By having a clear and fair employment agreement, the transition can be more successful. This helps prevent misunderstandings and ensures that both the seller and the DSO are on the same page.

Both parties should regularly communicate to address any issues that arise, which aids in a smoother integration. Clear communication helps maintain a positive atmosphere and work environment, contributing to a more successful transition during this crucial period.

Frequently Asked Questions

How do I know if selling to a DSO is the best option for my practice?

When considering selling your dental practice, it’s essential to evaluate whether a DSO sale is a good fit. Comparing this with other potential buyers, such as private equity groups or a private buyer, can help you determine the best option for your specific situation. Consulting with financial advisors can also ensure you make an informed decision that aligns with your best interests.

What should be considered before selling a practice to a Dental Support Organization (DSO)?

Dentists need to evaluate the practice’s current market value and calculate metrics like EBITDA. Comparing various DSO deal structures is crucial. It’s important to consider if selling to a DSO aligns with their long-term goals.

What should dental practice owners consider when receiving an unsolicited offer from a corporate group?

Receiving an unsolicited offer from a corporate group can be flattering, but it’s crucial to assess whether it’s the right fit for your practice. Evaluating the offer’s terms, the corporate group’s reputation and the potential impact on your practice’s culture and patient care will help you decide if it’s the right time to sell.

How will the sale to a DSO affect the existing staff and day-to-day operations?

Post-sale, the selling dentist may need to continue working at the practice under a new employment agreement.
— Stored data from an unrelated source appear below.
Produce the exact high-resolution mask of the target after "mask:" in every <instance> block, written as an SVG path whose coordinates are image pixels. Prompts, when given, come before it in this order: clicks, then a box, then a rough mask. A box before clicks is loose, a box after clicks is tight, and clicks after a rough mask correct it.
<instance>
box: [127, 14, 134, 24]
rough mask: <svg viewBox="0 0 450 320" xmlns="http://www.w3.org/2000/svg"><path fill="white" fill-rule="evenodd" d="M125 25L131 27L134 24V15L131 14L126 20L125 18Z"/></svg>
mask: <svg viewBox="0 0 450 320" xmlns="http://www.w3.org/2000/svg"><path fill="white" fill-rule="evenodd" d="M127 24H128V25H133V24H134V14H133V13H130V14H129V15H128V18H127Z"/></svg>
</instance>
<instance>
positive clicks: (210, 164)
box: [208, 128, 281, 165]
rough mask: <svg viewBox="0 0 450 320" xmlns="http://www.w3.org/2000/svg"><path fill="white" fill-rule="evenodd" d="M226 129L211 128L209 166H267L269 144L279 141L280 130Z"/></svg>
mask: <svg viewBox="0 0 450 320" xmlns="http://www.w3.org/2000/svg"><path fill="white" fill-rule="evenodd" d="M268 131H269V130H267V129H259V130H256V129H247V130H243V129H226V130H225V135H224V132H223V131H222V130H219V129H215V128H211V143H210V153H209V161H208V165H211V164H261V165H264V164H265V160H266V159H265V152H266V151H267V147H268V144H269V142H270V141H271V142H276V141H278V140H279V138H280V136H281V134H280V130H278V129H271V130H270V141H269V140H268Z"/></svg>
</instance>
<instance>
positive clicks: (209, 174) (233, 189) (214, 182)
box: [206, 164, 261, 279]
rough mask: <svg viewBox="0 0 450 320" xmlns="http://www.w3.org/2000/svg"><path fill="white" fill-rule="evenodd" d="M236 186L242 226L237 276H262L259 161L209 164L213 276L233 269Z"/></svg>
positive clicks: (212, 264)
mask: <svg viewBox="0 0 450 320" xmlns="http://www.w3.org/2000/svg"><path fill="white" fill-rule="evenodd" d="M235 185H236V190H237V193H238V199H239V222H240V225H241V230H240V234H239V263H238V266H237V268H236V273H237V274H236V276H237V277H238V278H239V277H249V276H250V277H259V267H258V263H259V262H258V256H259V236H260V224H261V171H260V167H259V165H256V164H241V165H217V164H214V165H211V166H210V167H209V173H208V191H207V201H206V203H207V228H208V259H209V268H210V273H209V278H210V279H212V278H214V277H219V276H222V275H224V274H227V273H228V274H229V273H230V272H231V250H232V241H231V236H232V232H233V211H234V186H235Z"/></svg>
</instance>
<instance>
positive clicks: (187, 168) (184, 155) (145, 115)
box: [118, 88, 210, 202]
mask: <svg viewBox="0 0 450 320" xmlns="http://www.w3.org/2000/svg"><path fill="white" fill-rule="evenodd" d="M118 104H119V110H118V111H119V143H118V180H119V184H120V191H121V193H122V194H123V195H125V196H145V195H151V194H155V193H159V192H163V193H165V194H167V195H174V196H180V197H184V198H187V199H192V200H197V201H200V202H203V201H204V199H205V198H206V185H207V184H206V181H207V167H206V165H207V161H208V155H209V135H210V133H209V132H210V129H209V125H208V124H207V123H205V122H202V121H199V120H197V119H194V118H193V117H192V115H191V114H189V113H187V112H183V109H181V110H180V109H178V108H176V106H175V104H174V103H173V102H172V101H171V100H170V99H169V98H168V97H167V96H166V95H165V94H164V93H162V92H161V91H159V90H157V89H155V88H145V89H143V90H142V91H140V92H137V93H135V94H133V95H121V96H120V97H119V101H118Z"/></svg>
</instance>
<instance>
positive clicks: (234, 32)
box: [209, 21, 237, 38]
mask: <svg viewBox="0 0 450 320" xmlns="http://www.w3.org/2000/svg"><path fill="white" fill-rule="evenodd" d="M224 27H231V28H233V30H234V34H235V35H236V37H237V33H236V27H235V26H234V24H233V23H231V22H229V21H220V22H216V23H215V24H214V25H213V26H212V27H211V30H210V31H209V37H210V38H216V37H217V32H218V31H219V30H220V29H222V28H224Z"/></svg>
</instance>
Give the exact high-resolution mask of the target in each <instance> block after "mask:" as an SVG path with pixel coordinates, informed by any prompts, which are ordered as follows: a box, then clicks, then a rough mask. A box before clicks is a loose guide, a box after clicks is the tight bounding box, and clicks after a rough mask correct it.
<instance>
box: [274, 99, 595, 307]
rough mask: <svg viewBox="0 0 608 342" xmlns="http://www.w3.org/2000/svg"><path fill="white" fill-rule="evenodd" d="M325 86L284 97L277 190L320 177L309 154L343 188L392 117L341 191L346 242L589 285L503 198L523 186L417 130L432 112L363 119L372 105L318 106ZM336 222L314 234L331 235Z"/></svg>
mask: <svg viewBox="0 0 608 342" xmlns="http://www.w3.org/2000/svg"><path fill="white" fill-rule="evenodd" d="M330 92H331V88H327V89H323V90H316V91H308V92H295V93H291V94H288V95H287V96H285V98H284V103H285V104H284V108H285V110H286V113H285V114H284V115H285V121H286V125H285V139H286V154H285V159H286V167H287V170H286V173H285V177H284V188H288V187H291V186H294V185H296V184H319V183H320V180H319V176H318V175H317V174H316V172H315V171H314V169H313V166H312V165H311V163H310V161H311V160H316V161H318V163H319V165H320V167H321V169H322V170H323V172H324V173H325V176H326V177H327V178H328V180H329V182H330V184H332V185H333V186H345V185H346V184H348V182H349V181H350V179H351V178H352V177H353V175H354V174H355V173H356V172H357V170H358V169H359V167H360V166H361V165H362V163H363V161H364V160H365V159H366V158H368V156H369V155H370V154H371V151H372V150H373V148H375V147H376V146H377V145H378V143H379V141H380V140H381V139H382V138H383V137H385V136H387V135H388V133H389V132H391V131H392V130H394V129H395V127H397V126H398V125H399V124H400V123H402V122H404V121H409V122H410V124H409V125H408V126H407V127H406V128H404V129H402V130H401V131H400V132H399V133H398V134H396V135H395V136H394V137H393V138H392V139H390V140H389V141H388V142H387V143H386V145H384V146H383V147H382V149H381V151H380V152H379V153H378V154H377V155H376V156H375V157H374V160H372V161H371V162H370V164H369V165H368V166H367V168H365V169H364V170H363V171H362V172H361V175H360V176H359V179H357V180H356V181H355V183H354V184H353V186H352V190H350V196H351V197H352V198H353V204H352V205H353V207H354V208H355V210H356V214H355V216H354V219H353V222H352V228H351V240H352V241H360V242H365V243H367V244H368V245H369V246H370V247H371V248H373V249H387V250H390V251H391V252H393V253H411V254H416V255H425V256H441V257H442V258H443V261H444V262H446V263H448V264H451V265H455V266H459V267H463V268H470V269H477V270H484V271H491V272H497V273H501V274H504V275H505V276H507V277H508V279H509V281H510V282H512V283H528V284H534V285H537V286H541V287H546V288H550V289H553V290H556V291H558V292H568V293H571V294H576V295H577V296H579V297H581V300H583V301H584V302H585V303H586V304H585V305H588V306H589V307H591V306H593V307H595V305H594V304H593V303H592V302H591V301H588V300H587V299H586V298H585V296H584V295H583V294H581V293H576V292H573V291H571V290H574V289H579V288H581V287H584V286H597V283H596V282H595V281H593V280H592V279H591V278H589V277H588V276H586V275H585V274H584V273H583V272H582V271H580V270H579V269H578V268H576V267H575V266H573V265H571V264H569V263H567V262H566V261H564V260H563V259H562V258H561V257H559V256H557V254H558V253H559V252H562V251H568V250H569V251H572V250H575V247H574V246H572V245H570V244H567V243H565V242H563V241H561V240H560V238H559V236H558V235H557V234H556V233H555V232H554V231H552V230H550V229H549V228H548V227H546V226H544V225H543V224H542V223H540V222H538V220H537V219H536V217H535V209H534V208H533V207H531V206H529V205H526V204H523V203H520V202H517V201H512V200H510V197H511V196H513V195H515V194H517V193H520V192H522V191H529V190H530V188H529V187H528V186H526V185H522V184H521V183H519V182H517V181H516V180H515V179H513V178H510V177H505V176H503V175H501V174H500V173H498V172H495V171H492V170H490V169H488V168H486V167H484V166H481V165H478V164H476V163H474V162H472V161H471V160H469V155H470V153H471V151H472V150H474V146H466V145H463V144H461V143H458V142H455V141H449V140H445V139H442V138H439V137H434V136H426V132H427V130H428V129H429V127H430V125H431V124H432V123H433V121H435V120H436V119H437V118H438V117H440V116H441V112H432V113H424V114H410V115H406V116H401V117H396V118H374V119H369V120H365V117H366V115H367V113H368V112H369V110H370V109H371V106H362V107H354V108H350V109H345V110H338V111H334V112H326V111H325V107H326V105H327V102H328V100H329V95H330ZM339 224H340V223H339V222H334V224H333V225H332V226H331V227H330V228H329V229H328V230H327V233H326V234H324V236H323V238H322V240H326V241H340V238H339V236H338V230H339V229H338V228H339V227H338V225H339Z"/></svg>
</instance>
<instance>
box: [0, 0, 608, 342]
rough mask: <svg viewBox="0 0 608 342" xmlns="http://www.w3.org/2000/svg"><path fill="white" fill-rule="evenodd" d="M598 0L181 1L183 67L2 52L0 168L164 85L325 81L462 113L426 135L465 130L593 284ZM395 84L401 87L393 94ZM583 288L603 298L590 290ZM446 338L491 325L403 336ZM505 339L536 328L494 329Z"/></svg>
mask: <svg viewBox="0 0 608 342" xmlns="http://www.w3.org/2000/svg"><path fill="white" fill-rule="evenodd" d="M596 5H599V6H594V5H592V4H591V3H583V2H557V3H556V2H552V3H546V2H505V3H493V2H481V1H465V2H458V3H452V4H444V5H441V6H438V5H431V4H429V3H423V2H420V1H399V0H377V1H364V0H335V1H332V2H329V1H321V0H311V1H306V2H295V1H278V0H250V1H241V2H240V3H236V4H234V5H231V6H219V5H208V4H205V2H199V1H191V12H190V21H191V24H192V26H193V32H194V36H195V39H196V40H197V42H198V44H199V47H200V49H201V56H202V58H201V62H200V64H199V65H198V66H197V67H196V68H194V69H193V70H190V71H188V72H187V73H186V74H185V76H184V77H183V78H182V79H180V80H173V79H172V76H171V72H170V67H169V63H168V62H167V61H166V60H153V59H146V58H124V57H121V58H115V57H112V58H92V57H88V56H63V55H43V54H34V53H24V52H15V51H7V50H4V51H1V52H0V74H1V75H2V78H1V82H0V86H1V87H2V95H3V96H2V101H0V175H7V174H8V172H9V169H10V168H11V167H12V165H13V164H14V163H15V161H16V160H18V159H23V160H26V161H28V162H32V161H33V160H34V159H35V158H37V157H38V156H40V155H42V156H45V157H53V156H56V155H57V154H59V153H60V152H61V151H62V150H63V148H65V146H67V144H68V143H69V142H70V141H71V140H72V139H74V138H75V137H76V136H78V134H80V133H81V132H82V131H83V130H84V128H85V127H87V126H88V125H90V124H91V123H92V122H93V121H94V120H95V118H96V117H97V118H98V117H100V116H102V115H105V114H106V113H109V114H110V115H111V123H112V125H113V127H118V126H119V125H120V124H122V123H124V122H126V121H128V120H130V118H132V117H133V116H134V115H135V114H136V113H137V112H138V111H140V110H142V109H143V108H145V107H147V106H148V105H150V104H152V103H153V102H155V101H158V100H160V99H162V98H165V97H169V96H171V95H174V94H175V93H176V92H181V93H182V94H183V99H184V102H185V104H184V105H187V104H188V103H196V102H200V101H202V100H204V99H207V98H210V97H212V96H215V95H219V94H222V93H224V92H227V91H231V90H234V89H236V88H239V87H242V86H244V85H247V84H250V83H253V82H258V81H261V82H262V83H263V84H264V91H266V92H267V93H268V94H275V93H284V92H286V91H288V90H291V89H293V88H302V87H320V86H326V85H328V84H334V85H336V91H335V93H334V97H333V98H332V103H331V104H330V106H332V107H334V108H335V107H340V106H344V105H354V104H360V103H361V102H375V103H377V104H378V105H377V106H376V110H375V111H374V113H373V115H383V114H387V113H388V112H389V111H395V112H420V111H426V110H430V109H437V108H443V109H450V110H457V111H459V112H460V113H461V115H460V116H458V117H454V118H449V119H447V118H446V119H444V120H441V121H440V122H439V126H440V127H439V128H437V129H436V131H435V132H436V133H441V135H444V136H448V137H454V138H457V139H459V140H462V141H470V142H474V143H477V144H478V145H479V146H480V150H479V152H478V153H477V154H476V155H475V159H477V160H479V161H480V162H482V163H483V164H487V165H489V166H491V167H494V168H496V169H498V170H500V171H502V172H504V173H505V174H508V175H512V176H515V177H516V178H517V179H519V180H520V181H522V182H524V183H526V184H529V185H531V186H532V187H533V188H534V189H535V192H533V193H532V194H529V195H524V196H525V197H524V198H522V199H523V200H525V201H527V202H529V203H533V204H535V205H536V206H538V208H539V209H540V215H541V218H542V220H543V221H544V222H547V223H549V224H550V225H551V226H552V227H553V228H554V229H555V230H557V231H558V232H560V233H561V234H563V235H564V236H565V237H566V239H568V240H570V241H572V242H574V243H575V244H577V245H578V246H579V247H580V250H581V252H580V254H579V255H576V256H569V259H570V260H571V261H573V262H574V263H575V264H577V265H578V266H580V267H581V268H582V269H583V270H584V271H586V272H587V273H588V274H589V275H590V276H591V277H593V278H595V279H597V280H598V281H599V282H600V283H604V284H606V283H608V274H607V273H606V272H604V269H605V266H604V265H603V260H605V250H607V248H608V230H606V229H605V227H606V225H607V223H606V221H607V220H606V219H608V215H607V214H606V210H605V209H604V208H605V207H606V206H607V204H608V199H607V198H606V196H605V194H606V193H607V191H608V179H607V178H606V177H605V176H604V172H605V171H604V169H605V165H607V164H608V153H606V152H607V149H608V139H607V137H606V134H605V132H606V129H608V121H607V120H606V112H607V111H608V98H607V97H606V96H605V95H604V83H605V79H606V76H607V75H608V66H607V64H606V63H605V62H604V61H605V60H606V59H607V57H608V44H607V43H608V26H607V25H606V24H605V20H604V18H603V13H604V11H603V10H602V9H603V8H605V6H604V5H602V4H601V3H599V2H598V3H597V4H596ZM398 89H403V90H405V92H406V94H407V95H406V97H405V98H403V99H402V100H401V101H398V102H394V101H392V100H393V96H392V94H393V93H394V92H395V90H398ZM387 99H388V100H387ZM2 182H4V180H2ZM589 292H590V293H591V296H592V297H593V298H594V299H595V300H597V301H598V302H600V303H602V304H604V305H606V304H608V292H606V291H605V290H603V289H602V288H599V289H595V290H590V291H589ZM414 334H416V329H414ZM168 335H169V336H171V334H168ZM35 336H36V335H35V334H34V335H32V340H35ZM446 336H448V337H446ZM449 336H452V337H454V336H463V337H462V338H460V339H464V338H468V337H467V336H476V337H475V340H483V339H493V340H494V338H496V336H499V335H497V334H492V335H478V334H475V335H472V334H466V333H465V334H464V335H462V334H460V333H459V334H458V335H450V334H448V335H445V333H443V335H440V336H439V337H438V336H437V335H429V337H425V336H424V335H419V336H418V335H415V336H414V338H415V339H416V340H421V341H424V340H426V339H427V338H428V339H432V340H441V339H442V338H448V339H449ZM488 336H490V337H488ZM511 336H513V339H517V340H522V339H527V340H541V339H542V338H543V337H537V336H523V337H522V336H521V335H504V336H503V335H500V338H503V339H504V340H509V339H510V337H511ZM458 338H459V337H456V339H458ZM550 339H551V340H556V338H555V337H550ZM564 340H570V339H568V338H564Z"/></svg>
Other staff might also have to sign new contracts. Day-to-day operations can change, depending on the DSO’s policies and management style.

Can you explain the typical financial arrangements when partnering with a DSO?

Financial arrangements often include a purchase price and a requirement for the selling dentist to invest a portion of the sale proceeds into DSO equity. This rollover investment could be a significant part of the deal, and its value depends on the DSO’s financial health.

What are some potential drawbacks of merging with a Dental Support Organization?

Potential drawbacks include less autonomy over practice management and potential changes in staff policies. The complexity of DSO deal structures might also pose challenges, and post-sale, the dentist could face ongoing obligations to the DSO.

How do Dental Support Organizations create revenue and what does that mean for my practice?

DSOs generate revenue through a combination of patient fees, operational efficiency, and economies of scale. For the practice, this can mean streamlined processes but also adherence to the DSO’s management and financial protocols.

What long-term impacts should a dentist expect after selling to a Dental Support Organization?

Long-term impacts include potential changes in practice culture and management style.

Dentists might benefit from support services and financial stability. However, they may also face limitations on independent decision-making.